July 30, 2023/CSL Research
Recently, the Federal Reserve of the United States of America raised its federal fund rate by 25 basis points (25bps) to the range of 5.25% – 5.5% (the highest level in 22 years). Citing inflationary risks across its region, the governing council of the European Central Bank (ECB) increased its interest rates by 25bps. Consequently, the interest rate on main refinancing operations and the interest rates on the marginal lending facility and the deposit facility will be increased to 4.25%, 4.5% and 3.75% respectively, effective 02 August 2023. Citing the continuous rise in the nation’s Headline Inflation rate, the Monetary Policy Committee of the Central Bank of Nigeria’s (CBN) took the same stance as its international peers by raising the Monetary Policy Rate (MPR) by 25bps to 18.75% at its last meeting.

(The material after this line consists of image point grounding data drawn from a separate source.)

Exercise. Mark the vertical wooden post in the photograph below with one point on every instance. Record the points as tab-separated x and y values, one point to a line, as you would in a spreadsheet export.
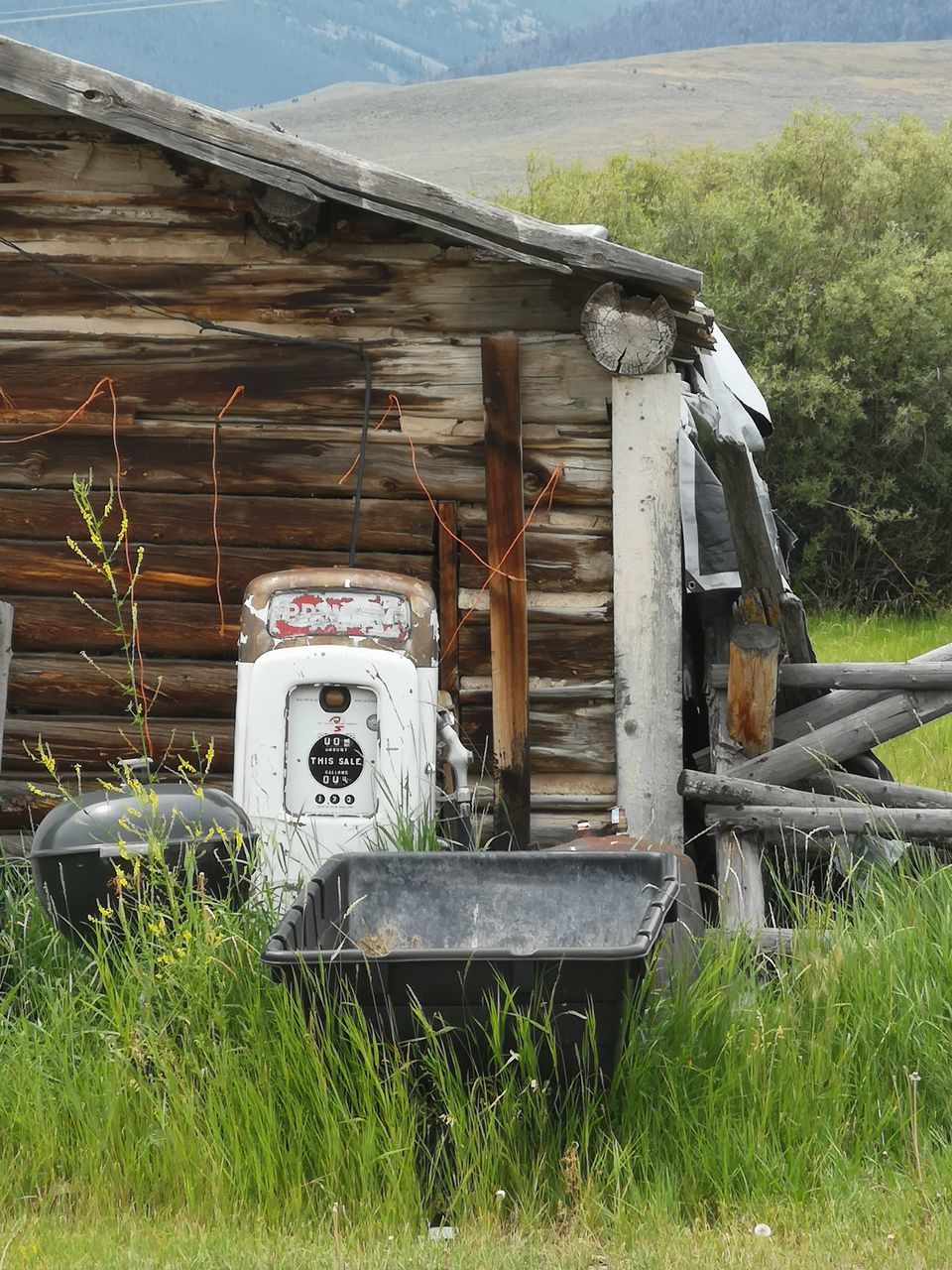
509	639
752	686
740	883
448	594
5	656
648	603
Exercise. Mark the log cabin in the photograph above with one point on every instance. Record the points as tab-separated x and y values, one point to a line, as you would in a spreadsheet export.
272	354
181	259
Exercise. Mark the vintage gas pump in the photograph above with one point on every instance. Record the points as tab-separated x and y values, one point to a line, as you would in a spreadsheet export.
336	715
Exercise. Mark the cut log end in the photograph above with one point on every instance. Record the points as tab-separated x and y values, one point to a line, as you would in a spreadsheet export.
627	335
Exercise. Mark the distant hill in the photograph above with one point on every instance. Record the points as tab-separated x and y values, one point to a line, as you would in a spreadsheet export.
658	27
240	53
475	134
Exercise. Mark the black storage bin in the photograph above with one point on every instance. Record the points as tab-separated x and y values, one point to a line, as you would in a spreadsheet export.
80	846
444	934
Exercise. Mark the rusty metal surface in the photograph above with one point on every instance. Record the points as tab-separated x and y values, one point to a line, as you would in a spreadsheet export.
255	636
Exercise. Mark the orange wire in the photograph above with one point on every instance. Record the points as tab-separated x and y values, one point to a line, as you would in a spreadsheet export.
136	640
220	416
549	488
394	404
391	404
67	421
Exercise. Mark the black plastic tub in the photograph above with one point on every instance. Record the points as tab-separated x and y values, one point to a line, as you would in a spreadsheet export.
445	935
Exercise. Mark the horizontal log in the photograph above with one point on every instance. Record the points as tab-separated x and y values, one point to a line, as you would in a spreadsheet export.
255	460
98	743
557	649
318	173
846	738
45	625
561	738
344	287
176	572
579	742
731	792
866	789
878	676
555	559
566	649
887	822
262	521
197	372
837	705
50	684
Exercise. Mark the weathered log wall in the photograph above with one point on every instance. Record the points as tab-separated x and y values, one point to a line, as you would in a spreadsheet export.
191	239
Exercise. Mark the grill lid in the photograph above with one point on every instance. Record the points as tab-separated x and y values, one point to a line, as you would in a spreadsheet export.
135	820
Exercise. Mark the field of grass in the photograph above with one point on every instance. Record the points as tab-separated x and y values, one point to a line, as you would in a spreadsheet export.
162	1102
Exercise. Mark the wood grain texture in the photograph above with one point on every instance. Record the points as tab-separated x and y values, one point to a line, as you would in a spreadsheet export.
66	684
752	686
725	789
179	572
888	822
177	368
648	603
848	676
740	884
866	789
509	634
263	521
262	460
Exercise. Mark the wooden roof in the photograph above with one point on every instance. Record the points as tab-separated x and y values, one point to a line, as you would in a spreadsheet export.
317	172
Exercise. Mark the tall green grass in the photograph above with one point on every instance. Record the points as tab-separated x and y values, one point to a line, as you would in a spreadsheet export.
163	1078
166	1075
921	757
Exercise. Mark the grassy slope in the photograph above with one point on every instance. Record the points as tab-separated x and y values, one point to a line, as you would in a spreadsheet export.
475	134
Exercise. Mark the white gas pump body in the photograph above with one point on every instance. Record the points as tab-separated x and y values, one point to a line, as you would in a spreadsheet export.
335	729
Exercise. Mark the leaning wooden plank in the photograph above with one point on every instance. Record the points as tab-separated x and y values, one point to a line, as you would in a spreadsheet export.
766	597
740	888
752	686
180	572
888	822
828	708
846	738
5	656
648	603
277	522
509	633
726	789
316	172
866	789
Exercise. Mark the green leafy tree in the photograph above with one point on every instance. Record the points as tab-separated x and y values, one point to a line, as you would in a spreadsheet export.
828	259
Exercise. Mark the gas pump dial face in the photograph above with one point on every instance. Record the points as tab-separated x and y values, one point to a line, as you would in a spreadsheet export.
335	761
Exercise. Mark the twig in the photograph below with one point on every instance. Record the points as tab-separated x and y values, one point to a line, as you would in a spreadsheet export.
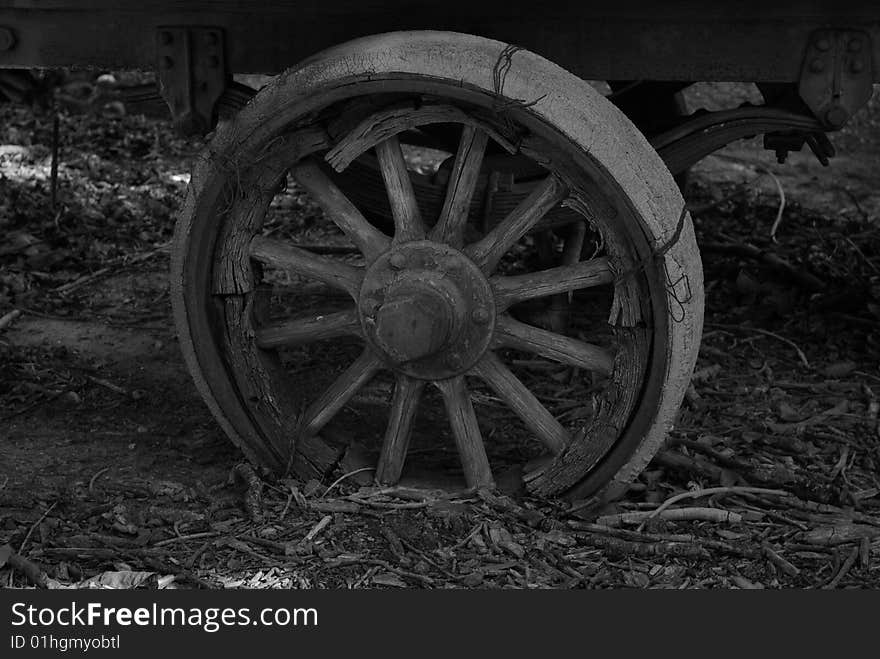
186	538
674	514
781	208
7	319
354	560
344	476
758	330
96	477
847	564
779	561
317	528
33	526
709	491
53	174
253	493
33	572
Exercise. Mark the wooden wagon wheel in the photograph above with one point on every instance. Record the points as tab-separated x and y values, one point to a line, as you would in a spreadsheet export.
428	302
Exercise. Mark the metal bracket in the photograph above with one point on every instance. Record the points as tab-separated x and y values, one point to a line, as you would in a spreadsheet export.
836	76
192	74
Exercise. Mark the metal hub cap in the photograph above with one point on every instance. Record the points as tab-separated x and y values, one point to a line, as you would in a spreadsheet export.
427	310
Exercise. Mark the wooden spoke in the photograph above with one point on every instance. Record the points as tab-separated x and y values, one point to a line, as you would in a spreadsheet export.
368	239
299	261
488	251
586	274
523	402
319	413
299	331
404	405
468	440
511	333
407	217
460	190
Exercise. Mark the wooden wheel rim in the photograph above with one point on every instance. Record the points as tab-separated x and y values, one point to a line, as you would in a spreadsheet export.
397	59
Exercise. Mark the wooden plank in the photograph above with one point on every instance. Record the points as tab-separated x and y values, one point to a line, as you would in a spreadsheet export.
627	40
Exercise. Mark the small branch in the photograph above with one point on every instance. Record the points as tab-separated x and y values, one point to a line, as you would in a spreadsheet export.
758	330
673	514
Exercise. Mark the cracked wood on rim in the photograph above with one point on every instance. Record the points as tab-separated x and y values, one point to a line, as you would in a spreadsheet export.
466	431
461	186
299	261
489	250
404	406
368	239
523	402
339	393
407	216
299	331
514	334
395	120
516	288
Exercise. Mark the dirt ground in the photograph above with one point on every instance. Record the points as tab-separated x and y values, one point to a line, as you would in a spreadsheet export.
112	471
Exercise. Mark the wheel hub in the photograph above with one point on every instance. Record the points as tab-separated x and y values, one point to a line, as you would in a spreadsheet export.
427	310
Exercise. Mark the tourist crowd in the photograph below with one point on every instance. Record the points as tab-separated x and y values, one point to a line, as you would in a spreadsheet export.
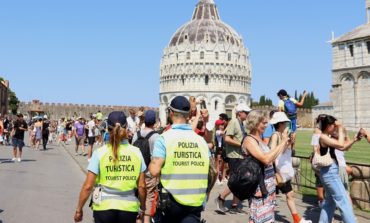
143	172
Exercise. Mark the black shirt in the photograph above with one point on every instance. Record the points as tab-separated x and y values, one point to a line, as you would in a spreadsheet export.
19	133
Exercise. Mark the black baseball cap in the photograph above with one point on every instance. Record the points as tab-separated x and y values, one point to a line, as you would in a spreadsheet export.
282	92
117	117
180	104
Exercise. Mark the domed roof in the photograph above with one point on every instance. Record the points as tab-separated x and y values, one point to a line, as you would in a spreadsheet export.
206	25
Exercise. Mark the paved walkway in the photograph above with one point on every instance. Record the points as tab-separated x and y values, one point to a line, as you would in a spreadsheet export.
308	208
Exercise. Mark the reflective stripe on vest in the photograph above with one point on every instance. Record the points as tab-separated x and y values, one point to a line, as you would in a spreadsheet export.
185	171
118	180
184	176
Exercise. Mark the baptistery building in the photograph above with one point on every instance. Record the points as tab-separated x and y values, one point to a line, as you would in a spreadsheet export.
207	59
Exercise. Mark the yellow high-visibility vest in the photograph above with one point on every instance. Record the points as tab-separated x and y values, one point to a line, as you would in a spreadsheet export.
118	180
185	171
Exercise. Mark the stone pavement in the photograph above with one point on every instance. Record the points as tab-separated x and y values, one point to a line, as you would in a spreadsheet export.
306	206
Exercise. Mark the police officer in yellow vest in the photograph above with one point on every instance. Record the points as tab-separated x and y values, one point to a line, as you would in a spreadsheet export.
182	160
117	172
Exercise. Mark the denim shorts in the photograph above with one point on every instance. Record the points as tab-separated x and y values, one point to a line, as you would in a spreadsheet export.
18	143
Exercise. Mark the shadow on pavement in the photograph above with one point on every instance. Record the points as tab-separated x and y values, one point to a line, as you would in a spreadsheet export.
10	161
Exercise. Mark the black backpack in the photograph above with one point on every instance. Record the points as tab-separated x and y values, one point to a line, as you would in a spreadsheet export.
250	174
143	144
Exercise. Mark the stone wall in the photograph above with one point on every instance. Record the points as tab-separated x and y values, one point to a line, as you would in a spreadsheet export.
68	110
304	115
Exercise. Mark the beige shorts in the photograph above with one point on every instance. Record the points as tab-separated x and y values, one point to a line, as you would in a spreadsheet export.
344	177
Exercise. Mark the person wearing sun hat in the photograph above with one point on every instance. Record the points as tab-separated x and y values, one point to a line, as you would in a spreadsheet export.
117	170
235	134
283	164
182	160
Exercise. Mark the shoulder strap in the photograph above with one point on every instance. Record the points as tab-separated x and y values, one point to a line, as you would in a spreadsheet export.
139	134
150	134
275	133
254	138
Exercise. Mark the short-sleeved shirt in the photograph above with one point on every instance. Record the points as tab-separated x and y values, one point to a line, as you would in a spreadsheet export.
159	150
282	104
315	140
234	130
19	133
268	131
94	163
91	125
80	129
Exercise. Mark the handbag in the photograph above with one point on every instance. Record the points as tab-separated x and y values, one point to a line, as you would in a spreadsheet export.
319	161
279	180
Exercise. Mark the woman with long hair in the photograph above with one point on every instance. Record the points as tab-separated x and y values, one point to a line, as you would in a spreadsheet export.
336	195
283	164
117	172
262	208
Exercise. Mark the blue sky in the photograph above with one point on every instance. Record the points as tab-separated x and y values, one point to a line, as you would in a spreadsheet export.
108	52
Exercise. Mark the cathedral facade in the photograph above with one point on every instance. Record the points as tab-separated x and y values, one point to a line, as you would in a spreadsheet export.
351	76
206	59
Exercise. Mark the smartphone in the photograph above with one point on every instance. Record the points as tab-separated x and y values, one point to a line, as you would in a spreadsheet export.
203	105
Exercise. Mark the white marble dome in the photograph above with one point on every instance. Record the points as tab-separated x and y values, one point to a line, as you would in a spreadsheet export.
206	58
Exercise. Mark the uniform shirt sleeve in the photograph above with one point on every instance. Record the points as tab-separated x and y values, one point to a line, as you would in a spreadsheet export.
159	150
94	163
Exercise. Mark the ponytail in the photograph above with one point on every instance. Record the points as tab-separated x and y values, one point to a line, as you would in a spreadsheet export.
116	135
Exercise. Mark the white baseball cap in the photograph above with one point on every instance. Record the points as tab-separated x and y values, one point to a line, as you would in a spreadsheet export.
279	117
243	108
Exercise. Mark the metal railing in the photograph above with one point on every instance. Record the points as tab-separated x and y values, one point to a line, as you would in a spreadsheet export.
305	176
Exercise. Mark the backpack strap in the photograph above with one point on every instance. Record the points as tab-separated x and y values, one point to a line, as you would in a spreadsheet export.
150	134
139	135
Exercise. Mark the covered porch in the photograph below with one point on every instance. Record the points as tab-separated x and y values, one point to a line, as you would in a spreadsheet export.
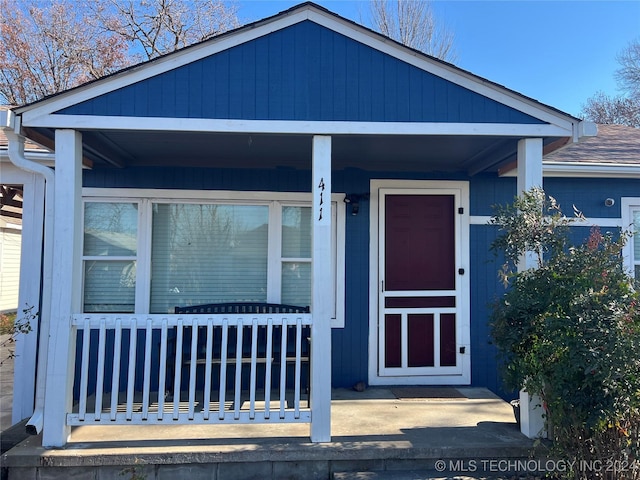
381	429
216	129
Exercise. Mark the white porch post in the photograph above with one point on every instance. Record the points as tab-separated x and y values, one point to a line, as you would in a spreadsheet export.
321	291
65	291
24	383
530	176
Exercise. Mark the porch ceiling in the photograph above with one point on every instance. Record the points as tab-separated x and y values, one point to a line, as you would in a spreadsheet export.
471	154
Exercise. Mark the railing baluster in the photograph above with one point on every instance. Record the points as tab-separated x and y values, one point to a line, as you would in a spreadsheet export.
178	370
267	373
192	368
147	371
283	367
223	367
238	382
131	397
207	370
298	368
100	374
131	377
84	370
115	378
254	357
163	368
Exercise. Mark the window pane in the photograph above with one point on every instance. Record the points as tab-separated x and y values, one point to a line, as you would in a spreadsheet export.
296	283
296	232
208	254
109	286
110	229
636	236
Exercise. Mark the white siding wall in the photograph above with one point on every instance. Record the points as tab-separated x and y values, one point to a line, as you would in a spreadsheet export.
10	241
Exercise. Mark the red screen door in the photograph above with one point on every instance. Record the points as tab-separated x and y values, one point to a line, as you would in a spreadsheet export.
419	294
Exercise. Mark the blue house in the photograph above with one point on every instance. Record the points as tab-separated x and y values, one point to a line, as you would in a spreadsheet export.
302	160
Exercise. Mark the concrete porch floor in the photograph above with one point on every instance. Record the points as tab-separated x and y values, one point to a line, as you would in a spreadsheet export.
372	431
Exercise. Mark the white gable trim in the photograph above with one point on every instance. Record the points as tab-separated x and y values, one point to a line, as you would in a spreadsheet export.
351	30
85	122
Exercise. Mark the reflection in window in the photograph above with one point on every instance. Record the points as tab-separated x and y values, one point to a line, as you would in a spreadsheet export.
208	254
110	229
296	256
110	246
636	243
109	286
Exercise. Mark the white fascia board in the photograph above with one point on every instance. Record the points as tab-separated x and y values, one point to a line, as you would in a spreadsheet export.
342	26
88	122
585	170
41	157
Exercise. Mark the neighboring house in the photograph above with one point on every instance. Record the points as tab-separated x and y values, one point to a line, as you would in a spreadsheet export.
605	160
300	160
21	230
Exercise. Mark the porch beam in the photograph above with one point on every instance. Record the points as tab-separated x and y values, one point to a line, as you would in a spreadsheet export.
313	127
321	291
530	176
65	295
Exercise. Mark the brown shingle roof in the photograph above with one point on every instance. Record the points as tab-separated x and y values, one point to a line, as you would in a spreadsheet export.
614	144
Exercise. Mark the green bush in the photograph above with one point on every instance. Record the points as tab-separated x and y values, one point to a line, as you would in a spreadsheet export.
569	331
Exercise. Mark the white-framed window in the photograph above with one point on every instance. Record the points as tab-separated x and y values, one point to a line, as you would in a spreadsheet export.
631	221
148	251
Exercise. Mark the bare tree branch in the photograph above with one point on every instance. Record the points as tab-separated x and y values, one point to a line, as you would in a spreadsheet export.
628	75
44	50
412	23
159	27
619	110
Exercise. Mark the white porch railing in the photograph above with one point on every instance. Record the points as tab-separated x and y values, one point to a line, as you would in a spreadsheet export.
163	369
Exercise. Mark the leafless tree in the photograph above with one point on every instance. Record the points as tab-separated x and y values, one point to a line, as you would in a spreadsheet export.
413	23
628	75
44	50
621	109
605	109
47	47
163	26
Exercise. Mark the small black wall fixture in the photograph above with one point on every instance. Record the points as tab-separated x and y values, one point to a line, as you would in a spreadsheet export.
354	200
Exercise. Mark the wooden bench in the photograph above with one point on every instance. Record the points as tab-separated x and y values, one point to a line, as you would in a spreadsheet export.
250	308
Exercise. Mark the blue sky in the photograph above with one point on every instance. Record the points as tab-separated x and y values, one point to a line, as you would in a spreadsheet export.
557	52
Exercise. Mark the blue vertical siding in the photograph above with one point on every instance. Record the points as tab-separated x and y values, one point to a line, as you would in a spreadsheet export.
350	354
302	72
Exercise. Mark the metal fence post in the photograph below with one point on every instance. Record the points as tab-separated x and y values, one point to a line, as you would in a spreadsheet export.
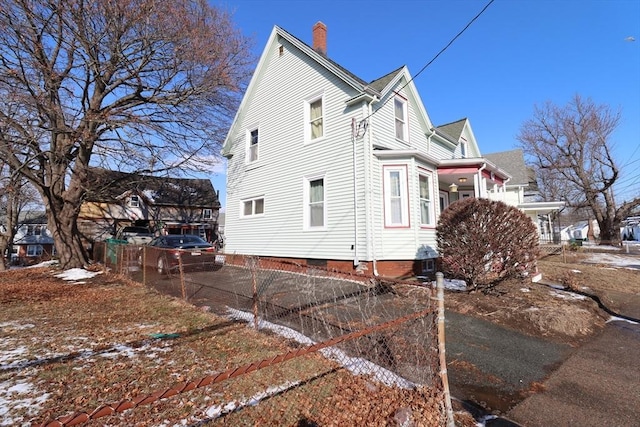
441	350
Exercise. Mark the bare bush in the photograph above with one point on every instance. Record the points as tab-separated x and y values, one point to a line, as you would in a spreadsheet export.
484	241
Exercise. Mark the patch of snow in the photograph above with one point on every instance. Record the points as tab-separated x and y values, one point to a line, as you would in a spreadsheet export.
355	365
216	411
567	295
75	274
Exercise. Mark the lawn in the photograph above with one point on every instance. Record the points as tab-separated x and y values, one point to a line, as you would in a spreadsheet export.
73	345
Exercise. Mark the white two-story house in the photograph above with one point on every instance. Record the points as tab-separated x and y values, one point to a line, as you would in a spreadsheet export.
327	169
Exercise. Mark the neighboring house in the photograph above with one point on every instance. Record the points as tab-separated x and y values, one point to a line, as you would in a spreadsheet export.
166	205
33	241
631	229
522	191
327	169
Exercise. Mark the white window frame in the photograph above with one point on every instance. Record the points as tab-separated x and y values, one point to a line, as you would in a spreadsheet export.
253	150
430	201
404	121
34	250
307	202
307	118
389	196
254	205
428	265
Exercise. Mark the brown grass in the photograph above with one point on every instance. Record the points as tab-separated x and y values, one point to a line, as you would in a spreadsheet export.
83	345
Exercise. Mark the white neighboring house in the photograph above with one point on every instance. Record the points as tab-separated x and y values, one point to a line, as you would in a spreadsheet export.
631	229
325	168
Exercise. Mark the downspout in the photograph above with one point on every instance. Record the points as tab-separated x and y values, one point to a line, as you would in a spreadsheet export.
368	153
356	262
479	180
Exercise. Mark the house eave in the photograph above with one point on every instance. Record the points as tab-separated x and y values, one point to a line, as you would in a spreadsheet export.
541	207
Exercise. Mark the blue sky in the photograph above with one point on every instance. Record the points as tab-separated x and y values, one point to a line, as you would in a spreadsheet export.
519	53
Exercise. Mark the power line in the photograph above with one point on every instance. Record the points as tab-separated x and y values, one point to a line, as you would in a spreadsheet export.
437	55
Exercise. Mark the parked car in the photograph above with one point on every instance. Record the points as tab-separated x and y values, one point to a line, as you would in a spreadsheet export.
164	253
135	235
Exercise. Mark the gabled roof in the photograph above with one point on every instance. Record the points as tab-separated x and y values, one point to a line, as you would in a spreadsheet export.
454	129
110	186
513	162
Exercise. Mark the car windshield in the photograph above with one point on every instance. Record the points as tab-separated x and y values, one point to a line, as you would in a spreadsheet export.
136	230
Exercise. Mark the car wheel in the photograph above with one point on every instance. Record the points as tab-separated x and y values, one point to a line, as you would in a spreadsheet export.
161	266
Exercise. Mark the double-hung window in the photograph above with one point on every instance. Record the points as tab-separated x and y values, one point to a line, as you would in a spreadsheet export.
426	214
252	207
34	250
314	118
315	206
252	145
395	196
400	112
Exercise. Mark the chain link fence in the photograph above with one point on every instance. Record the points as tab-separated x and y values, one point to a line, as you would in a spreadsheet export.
308	305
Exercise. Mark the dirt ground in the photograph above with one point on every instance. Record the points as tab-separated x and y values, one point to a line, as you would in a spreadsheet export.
540	310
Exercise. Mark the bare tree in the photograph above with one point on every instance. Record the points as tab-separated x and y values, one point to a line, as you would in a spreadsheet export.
571	148
15	195
134	85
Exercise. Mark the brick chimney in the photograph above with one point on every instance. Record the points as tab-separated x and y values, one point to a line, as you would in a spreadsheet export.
320	38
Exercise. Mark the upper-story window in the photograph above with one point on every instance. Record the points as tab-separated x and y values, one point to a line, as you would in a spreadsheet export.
314	117
400	113
426	201
396	199
315	203
251	207
252	145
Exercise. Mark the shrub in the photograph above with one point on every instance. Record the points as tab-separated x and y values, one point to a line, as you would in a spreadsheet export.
483	242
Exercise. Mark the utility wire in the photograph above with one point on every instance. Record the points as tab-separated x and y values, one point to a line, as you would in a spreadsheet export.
436	56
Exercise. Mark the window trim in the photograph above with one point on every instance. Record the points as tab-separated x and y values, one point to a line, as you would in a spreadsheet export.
307	203
249	146
431	220
253	201
37	253
405	119
307	118
405	221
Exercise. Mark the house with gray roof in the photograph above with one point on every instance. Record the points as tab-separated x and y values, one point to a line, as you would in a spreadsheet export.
329	169
522	191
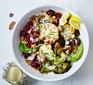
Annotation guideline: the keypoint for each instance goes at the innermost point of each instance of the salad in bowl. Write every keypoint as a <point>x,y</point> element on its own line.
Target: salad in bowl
<point>50,41</point>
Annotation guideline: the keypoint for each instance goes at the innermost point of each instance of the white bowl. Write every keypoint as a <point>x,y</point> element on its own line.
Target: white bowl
<point>30,71</point>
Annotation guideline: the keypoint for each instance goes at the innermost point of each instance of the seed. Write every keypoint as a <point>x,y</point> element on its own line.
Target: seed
<point>11,15</point>
<point>11,25</point>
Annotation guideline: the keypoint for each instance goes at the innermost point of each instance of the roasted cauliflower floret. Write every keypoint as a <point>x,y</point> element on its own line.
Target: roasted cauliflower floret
<point>46,48</point>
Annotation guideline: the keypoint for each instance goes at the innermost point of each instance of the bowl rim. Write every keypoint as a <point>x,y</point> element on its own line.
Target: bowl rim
<point>24,70</point>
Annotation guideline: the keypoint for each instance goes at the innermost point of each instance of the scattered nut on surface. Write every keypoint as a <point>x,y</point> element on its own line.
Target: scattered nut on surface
<point>11,25</point>
<point>11,15</point>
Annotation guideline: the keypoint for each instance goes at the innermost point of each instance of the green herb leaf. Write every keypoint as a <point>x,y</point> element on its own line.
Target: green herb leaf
<point>23,48</point>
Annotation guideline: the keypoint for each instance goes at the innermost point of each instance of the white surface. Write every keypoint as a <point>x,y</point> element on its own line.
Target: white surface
<point>84,8</point>
<point>51,76</point>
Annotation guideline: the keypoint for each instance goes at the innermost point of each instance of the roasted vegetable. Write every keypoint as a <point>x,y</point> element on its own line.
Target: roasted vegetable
<point>23,48</point>
<point>76,56</point>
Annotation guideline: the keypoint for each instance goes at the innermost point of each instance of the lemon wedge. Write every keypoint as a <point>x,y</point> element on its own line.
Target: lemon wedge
<point>75,22</point>
<point>63,19</point>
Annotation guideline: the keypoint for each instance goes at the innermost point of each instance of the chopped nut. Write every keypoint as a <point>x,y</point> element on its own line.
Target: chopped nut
<point>11,15</point>
<point>36,34</point>
<point>11,25</point>
<point>53,18</point>
<point>57,45</point>
<point>59,51</point>
<point>67,51</point>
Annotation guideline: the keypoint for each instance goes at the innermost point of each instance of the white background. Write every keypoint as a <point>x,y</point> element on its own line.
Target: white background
<point>84,8</point>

The impact of these hikes on the benchmark interest rates will be minimal in the Nigeria fixed income market. Rising interest rates in advanced economies have been a major factor in the flight of Foreign Portfolio Investments and we do not expect a reversal of this pattern. The driving force in the local fixed income sector remains liquid, driven by heightened investments from institutional investors. Amid mixed sentiments in the fixed income market, liquidity improved in H1 2023 to the tune of N49.71tn (+97.27% y/y from N25.2tn in H1 2022) as investors positioned themselves in instruments that had attractive yields. The Nigerian Treasury Bill (NTB) average yield settled at 6.16% in H1 2023 (compared with 3.67% in H1 2022) with investors’ buying interest tilting towards to the mid-end of the curve in the secondary market. Demand across all tenors of the Federal Government of Nigeria (FGN) Bonds were relatively heightened in the period as the average yield settled at 11.77% compared with an average yield of 10.37% in H1 2022.
In the primary market, the total allotment of NTBs was N2.40bn (in excess of the total offer of N2.10bn) in H1 2023. However, this was lower by 3.4% y/y than the total allotment of N2.48bn in H1 2022. The average discount rate of the NTB across its tenors ended at 5.72% in H1 2023 from a 3.55% yield in the prior year. In the same vein, the Debt Management Office (DMO) had allotted the sum of N3.16bn across its tenors FGN Bonds which was above the total value of N2.2bn with an average margin rate of 15.1% in H1 2023.
Liquidity in the fixed income market will be most impacted by the lessened restrictions on interbank placements and investors’ reaction to recent policies. Consequently, improved liquidity in the market should cause a downward move in the yields, especially at the short end of the curve. Therefore, we envisage that yields may expand by 100 basis points (bps) at the mid- and long- end of the curve in the second half of 2023. Based on the big changes seen on the macro-economic front, investors’ demand will be pulled towards the short – and mid – end of the curve.